I think it is around £800 to UK including shipping and import duty / VAT - but depends on exchange rate at the time of buying


----------



## Neill (Jun 26, 2013)

oop north said:


> I think it is around £800 to UK including shipping and import duty / VAT - but depends on exchange rate at the time of buying


That's around what I got mine for.


----------



## 2971 (May 7, 2012)

Mine was £916 inc shipping/customs but also including the portafilter holder and the faster shipping option


----------



## Gangstarrrrr (Mar 4, 2013)

If you're headed over to the US anytime soon pick it up over there, far cheaper. Hell, could be worth planning a holiday around it!


----------



## tokyomb (Jan 26, 2014)

Gangstarrrrr said:


> If you're headed over to the US anytime soon pick it up over there, far cheaper. Hell, could be worth planning a holiday around it!
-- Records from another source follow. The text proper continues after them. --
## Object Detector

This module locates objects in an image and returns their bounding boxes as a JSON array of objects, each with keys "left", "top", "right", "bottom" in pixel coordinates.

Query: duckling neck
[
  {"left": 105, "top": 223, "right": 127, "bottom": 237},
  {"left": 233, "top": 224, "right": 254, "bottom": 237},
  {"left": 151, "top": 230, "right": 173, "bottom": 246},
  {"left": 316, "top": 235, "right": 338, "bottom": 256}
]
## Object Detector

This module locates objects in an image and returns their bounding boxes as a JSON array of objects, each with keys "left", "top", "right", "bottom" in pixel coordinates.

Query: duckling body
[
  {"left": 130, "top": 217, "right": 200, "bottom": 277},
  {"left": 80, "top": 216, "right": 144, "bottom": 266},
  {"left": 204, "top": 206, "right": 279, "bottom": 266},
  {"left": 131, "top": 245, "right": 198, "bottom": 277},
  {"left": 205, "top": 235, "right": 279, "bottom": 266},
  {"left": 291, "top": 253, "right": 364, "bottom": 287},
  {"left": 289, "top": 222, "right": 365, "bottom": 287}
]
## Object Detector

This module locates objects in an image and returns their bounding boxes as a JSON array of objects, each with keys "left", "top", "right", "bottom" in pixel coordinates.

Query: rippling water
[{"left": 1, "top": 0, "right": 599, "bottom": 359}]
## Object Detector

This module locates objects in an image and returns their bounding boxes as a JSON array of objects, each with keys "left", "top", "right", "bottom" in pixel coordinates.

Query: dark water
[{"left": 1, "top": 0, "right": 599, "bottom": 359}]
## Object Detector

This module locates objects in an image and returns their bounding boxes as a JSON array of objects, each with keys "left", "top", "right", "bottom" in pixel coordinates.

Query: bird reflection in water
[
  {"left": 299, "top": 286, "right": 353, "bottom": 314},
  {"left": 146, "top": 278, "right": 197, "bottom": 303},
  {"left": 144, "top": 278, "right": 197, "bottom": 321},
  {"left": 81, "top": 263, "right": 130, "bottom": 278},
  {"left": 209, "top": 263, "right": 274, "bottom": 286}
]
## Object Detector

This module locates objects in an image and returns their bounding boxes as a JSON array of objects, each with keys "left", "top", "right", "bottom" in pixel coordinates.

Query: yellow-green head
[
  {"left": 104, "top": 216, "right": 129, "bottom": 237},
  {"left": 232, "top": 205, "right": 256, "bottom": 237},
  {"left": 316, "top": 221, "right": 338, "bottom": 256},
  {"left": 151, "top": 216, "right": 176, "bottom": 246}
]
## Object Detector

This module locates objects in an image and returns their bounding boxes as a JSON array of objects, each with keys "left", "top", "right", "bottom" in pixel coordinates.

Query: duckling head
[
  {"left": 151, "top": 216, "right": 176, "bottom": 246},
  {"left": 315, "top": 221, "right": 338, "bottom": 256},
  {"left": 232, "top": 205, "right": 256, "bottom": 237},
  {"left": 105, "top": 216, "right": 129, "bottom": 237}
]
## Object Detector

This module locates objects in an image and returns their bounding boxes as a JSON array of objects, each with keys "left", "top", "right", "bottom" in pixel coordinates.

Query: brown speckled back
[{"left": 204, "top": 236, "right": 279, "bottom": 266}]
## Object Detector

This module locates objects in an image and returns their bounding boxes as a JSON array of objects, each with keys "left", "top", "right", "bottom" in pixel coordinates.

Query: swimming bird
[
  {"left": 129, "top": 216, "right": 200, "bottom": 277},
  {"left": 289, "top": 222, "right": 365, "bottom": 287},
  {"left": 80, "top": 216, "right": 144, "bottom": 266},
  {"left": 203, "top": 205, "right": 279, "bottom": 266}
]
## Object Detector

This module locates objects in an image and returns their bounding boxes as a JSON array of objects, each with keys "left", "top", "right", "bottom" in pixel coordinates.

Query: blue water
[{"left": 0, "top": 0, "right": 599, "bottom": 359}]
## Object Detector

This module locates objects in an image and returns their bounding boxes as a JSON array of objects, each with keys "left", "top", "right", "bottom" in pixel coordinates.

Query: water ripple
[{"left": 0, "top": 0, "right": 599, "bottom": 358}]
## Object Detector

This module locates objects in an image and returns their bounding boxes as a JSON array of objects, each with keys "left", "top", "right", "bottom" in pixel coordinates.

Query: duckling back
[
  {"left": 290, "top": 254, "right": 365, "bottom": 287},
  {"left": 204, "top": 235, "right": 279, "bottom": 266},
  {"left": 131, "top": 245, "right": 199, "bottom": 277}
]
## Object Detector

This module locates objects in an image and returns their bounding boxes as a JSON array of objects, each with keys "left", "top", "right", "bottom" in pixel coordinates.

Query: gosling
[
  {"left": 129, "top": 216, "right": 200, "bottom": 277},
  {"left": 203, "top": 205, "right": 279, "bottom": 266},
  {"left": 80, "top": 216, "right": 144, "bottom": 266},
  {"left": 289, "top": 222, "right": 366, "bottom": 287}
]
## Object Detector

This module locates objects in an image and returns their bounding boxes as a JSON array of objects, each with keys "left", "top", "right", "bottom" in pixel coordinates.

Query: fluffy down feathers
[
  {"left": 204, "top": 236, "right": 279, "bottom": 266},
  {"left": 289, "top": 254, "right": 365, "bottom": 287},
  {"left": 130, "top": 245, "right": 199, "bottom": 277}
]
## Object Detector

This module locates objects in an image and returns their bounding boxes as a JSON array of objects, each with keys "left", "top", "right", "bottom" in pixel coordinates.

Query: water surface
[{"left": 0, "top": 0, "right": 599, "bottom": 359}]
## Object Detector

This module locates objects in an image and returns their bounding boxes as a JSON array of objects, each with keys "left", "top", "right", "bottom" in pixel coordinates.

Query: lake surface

A pretty heavy and bulky piece of luggage - though as well packaged as it is I wouldn't be too worried about entrusting it to airport baggage handlers.


----------



## 4085 (Nov 23, 2012)

But if you buy it in the US, do you not have to pay local purchase tax which you do not pay for export, as you pay import duty?


----------



## jeebsy (May 5, 2013)

Yeah but its bugger all in comparison


----------



## Gangstarrrrr (Mar 4, 2013)

dfk41 said:


> But if you buy it in the US, do you not have to pay local purchase tax which you do not pay for export, as you pay import duty?


Nothing on mine. Delivery to Nevada.


----------



## The Systemic Kid (Nov 23, 2012)

Gangstarrrrr said:


> Nothing on mine. Delivery to Nevada.


Smug! I like it


----------



## dustbuddy (Aug 8, 2014)

Extremely excited - pushed the button on delivering one this morning to Hong Kong. Not sure when it will arrive but I am looking forward to dialling it in etc etc!


----------